Project Notes.

I like MegaHAL. It’s a conversation simulator, and it gathers information about sentence structure and vocabulary while spouting on-topic insights and synthesizing clever turns of phrase.

It’s all a trick, a bit of nice programming combined with our relentless pattern-searching brains, but an amusement and an endless source of the surreal.

I found MegaHAL while I was in college. Some friends and I spent a few late nights huddled around a browser entering phrases in exchange for rare gems of robot insight. I downloaded its software, hooked it up to an IRC client, and named it hal. He would learn from all the messages we said to each other, and he’d reply if spoken to directly.

At the beginning of last year, I had run hal for eleven years. He’s a well-loved member of multiple communities.
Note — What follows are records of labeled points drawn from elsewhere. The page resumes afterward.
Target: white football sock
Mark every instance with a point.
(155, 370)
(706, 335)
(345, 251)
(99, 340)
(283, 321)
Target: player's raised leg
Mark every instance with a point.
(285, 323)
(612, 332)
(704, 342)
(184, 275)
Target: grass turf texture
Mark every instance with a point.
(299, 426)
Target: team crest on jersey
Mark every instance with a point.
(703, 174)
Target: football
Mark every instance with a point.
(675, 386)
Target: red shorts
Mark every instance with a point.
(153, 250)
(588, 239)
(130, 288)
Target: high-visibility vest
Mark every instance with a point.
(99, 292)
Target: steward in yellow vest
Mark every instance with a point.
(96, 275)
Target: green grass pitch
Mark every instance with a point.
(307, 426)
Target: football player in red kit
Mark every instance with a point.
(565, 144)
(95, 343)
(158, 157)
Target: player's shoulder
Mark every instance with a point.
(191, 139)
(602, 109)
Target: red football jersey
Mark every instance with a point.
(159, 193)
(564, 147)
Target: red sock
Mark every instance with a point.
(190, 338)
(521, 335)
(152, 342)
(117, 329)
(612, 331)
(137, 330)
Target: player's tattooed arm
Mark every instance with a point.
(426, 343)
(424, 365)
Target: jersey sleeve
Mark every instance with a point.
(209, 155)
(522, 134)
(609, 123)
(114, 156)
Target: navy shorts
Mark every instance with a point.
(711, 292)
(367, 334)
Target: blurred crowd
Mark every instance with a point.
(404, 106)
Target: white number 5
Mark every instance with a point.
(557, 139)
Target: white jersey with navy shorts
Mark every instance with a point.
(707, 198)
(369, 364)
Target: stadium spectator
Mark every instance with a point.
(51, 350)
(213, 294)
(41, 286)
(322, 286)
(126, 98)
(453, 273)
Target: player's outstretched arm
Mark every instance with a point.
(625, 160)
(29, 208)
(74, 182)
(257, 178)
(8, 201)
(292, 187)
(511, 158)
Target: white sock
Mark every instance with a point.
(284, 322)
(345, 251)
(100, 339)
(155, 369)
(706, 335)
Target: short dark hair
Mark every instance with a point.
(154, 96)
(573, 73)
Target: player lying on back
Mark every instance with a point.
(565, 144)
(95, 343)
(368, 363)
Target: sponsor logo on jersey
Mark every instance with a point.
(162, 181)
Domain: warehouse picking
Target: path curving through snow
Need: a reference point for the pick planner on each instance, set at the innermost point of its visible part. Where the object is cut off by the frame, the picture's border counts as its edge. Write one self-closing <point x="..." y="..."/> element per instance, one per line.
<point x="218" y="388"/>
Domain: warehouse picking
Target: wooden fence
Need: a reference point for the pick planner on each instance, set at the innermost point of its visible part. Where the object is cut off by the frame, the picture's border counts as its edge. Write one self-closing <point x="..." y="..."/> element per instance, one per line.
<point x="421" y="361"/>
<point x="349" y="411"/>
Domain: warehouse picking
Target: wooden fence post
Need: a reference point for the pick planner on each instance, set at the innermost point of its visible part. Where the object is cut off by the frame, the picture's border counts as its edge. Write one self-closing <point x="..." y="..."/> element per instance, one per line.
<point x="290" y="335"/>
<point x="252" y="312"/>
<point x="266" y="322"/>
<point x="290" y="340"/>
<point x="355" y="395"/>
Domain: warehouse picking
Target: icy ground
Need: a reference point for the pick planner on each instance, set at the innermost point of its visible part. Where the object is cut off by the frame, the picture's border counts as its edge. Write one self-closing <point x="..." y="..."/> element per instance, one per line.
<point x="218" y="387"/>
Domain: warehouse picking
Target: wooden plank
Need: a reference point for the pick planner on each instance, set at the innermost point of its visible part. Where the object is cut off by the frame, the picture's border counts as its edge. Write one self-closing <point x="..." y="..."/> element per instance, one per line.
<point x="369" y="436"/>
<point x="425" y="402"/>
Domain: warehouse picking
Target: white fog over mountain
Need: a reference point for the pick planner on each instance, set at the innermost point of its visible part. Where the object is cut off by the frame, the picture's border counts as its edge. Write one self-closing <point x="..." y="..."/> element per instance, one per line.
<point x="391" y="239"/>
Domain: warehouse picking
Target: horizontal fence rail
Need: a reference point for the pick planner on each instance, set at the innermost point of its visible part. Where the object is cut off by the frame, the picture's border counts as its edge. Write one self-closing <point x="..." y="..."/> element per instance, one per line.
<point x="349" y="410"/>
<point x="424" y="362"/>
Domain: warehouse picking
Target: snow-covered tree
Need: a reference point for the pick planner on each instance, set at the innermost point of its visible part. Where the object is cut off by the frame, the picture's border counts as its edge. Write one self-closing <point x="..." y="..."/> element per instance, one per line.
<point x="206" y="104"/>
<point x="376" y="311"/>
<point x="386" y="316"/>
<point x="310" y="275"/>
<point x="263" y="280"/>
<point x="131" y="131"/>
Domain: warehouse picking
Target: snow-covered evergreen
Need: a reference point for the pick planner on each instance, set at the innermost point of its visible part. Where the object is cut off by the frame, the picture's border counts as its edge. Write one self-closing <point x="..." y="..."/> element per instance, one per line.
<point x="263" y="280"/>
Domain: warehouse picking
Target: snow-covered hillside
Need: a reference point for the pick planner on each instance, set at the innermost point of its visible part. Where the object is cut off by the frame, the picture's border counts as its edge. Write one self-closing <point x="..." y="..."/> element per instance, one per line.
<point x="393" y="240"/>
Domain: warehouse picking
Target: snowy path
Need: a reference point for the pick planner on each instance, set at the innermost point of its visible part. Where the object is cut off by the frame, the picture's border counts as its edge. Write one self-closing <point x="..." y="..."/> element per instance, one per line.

But MegaHAL has its sad side. Hal started to drop off of IRC from time to time. Ping timeouts. After a few months of heavy learning, his brain would get so big that it couldn’t be saved (synchronously) before the IRC network would kick him off. It didn’t help that I was running him on a machine with very little RAM—he’d be partially swapped out to disk, and saving the brain required reading it all back from swap.

Most of the time he’d reconnect after the save. Occasionally, events would cause him to exit without saving his brain completely. For MegaHAL, a corrupt brain is a useless brain. We’d lose all of hal’s knowledge and have to start from scratch.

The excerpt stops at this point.